Nicht der Mehrheit nach dem Munde reden

Diese Debatte weist 25 Jahre nach dem Mauerfall ein Schlaglicht auf den Stand der DDR-Aufarbeitung – und die Tatsache, wie stark ihre Bewertung biografisch bedingt ist. „Menschen, die die DDR erlebt haben und in meinem Alter sind, die müssen sich schon ganz schön anstrengen, um dies zu akzeptieren“ – in diesen Satz hat Gauck seine Zweifel an der Demokratietauglichkeit der Linkspartei und der Wählbarkeit ihres thüringischen Kandidaten Bodo Ramelow gekleidet. Die Einschränkung stimmt, geht aber nicht weit genug.

Die Westdeutschen wie die Jüngeren in Ostdeutschland haben ein weit entspannteres Verhältnis zu diesen Linken. Sie sehen vor allem, dass die Partei dort, wo sie bereits (mit-)regiert hat, kein kommunistisches Rollback probiert, sondern sozialdemokratisch-pragmatisch agiert. Gauck dürfte nicht einmal für die Mehrheit der älteren Ostdeutschen sprechen, sondern vor allem für jene, die unter der Knute der SED persönlich litten. Genauso gilt aber auch: für sie das Wort zu erheben hat Gauck als ehemaliger Pastor und Bürgerrechtler-Unterstützer die notwendige persönliche Autorität. Und er darf sehr wohl die Autorität seines Amtes mit in die Waagschale werfen. Ein Bundespräsident ist nicht gewählt, um der Mehrheit nach dem Munde zu reden; gerade er ist aufgerufen, denen eine Stimme zu geben, die im öffentlichen Diskurs zu oft ignoriert werden – und dazu gehören immer wieder die SED-Opfer.

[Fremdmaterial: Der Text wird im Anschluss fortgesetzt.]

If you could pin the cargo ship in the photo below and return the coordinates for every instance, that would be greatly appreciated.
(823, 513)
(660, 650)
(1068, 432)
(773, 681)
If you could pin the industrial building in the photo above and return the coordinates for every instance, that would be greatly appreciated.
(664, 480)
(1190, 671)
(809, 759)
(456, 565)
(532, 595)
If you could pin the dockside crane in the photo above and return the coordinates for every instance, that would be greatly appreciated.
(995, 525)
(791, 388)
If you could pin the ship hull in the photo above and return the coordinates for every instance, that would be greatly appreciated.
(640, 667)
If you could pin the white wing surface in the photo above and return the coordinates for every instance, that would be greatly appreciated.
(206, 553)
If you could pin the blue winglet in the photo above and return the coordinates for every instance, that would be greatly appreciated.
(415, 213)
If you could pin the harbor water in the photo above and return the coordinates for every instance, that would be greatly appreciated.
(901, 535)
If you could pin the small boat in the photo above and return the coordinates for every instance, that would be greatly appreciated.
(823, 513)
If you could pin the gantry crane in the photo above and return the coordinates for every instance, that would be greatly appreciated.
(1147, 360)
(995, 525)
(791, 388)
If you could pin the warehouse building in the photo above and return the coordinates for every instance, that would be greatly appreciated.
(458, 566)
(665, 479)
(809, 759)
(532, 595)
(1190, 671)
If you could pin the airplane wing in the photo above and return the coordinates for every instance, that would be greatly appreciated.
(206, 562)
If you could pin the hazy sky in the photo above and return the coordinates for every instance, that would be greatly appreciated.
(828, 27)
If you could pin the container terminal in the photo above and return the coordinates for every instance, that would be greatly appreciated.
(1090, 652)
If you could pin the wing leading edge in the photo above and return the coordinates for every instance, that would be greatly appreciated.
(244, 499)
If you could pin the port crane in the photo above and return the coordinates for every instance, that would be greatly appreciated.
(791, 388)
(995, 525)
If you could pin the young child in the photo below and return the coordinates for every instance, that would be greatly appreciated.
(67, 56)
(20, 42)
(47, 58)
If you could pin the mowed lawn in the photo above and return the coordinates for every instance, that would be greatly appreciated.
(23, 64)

„Unrechtsstaat“ – ein Kampfbegriff?

Wie sehr die persönliche Warte die historische Deutung beeinflusst, hat bereits die Debatte über die DDR als „Unrechtsstaat“ gezeigt, an der Gauck ebenfalls beteiligt war. Was ihm und vielen anderen die schlichte Bezeichnung für einen Staat ist, in dem das Recht nur Verfügungsmasse in den Händen einer diktatorisch agierenden Partei ist, wirkt auf viele andere – sogar bis hinein in die frühere Bürgerrechtlerszene – wie ein Kampfbegriff, mit dem die gesamte Lebensleistung ehemaliger DDR-Bürger herabgewürdigt werden soll.

Auch 25 Jahre nach der Wende darf diese Diskussion nicht beendet werden. Die heutige Linkspartei hat sich einst entschlossen, in die Erbfolge der SED einzutreten. Mithin wird sie, wenn sie weiterhin so verdruckst mit ihrer Erblast umgeht, die kritischen Fragen nicht loswerden. Und sie wird weiterhin einen Bundespräsidenten aushalten müssen, der sich in dieser Debatte zum Glück nicht mundtot machen lässt.